Daniel Kammen, Class of 1935 Distinguished Professor of Energy | December 18, 2009

Editor’s note:  Dan Kammen reports in from Copenhagen

Today, a senior White House office announced that the U.S. had reached a “meaningful agreement” with China, India and South Africa at the U.N. Climate Summit in Copenhagen.  According to the Associated Press, the official characterized the deal as a first step, but said it was not enough to combat the threat of a warming planet.

Details of the deal with these emerging economies were not immediately clear.

To my mind, the key operative term here is “meaningful agreement with INDIA AND CHINA”, which means that the major developed and developing nations that did not “meaningfully” participate in the Kyoto process have worked to an agreement here.

While the hard work is actually to come, this signals to industry in developed and developing nation a fundamental shift:   away from the old ‘developed/developing’ to ‘major/minor’ emitters.  Carbon prices will come, regional trading regimes will come, and with the U.S. having already committed to lead a push for $100 billion/year for less industrialized nations to a fund to address BOTH mitigation and adaptation.

The most essential pieces can now be said to either be in place, or on the agenda to be developed over the next months, ideally by the G20 summit, and if not, by COP16 in Mexico.

Comments to ““Meaningful agreement” reached between U.S., China, and India

  1. I think that ultimately the U.S. and China will have to lead the way on this issue.

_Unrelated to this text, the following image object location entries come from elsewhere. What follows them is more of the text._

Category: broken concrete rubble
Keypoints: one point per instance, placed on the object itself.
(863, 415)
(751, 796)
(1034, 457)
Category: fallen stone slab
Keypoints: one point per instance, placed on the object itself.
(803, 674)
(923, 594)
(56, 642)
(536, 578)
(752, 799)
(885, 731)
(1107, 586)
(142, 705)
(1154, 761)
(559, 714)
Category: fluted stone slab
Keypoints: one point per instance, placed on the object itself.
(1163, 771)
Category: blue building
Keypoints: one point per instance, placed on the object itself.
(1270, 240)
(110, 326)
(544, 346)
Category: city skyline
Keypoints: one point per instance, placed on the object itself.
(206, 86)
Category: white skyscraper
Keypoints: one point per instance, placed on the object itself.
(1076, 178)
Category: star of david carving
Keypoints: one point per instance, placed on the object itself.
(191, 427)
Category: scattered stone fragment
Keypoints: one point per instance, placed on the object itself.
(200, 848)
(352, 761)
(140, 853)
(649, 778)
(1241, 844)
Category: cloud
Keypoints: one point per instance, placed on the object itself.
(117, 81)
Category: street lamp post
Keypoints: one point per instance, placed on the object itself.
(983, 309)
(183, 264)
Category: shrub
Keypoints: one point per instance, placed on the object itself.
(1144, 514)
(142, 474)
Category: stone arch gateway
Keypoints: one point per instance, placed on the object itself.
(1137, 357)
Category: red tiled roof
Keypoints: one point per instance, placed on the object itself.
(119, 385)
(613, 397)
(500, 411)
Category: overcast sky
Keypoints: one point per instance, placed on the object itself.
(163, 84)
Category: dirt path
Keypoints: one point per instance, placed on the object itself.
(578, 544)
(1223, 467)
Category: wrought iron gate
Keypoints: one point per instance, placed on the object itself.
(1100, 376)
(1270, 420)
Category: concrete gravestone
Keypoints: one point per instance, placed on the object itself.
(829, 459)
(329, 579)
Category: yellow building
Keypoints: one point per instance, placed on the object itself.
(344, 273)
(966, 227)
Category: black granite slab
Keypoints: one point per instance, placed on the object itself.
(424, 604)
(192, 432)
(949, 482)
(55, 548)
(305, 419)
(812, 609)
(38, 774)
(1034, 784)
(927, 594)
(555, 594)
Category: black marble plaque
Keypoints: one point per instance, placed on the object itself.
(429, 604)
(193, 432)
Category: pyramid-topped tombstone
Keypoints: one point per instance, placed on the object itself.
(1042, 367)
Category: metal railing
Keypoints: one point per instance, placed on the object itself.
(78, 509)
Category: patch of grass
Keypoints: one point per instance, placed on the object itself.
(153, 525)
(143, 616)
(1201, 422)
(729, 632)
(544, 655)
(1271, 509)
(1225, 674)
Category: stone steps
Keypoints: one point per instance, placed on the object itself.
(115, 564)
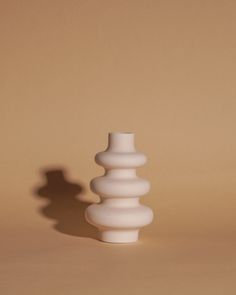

The energy consumption that the big two are responsible for now and into the future are massive. On a local level though we can all contribute in our own small way, and these small contributions can add up to big one’s!

  2. I think the next Greenhouse Conference should only involve scientist and experts in the related fields – not 100’s of politicians and their staff looking for a junket. Imagine the lower carbon footprint of such an event!

    • I completely agree and well said. That would set a great example for the rest of the world. If those who are most knowledgeable about ‘Green House Effect’ are sloppy about their carbon footprint, what can you expect from the rest of the world?

    • I agree, most of the greenhouse conference I’ve seen would rather involve politicians who know nothing about what’s happening about the state of our environment. I suggest they filter & just invite scientist & people who are interested and very much involve in this kind of topic.

  3. I don’t think China or India will ever agree to serious carbon reductions considering the current development of their economy. The Chinese might have dropped some hints here and there, but I just don’t see it happening. As the Chinese delegation was “agreeing” to this bill, they were also in the process of building hundreds of coal fired power plants. The “concessions” the Chinese were willing to make were nothing more than window dressing.

  4. I think this agreement can be regarded as an important first step. It is also true that he does not figure the commitment of nations on emissions. I think for that reason, we should remain cautious over the next months.

  5. Is Dan Kammen really of the class of 1935?. He certainly looks great for a 95 year old! We have enjoyed his presentations to the League of Women Voters.

  6. Well, I believe to some extent countries with economies in transition (India….)are still worried about decreasing their development momentum if they lower their emissions. So, it has become a bigger issue for those at the highest competing level economically than it makes sense for poor countries.

  7. Hey Dr. Kammen, really enjoyed your posts in the past two weeks! Hopefully a complete international climate “package” can be delivered by Dec. next year.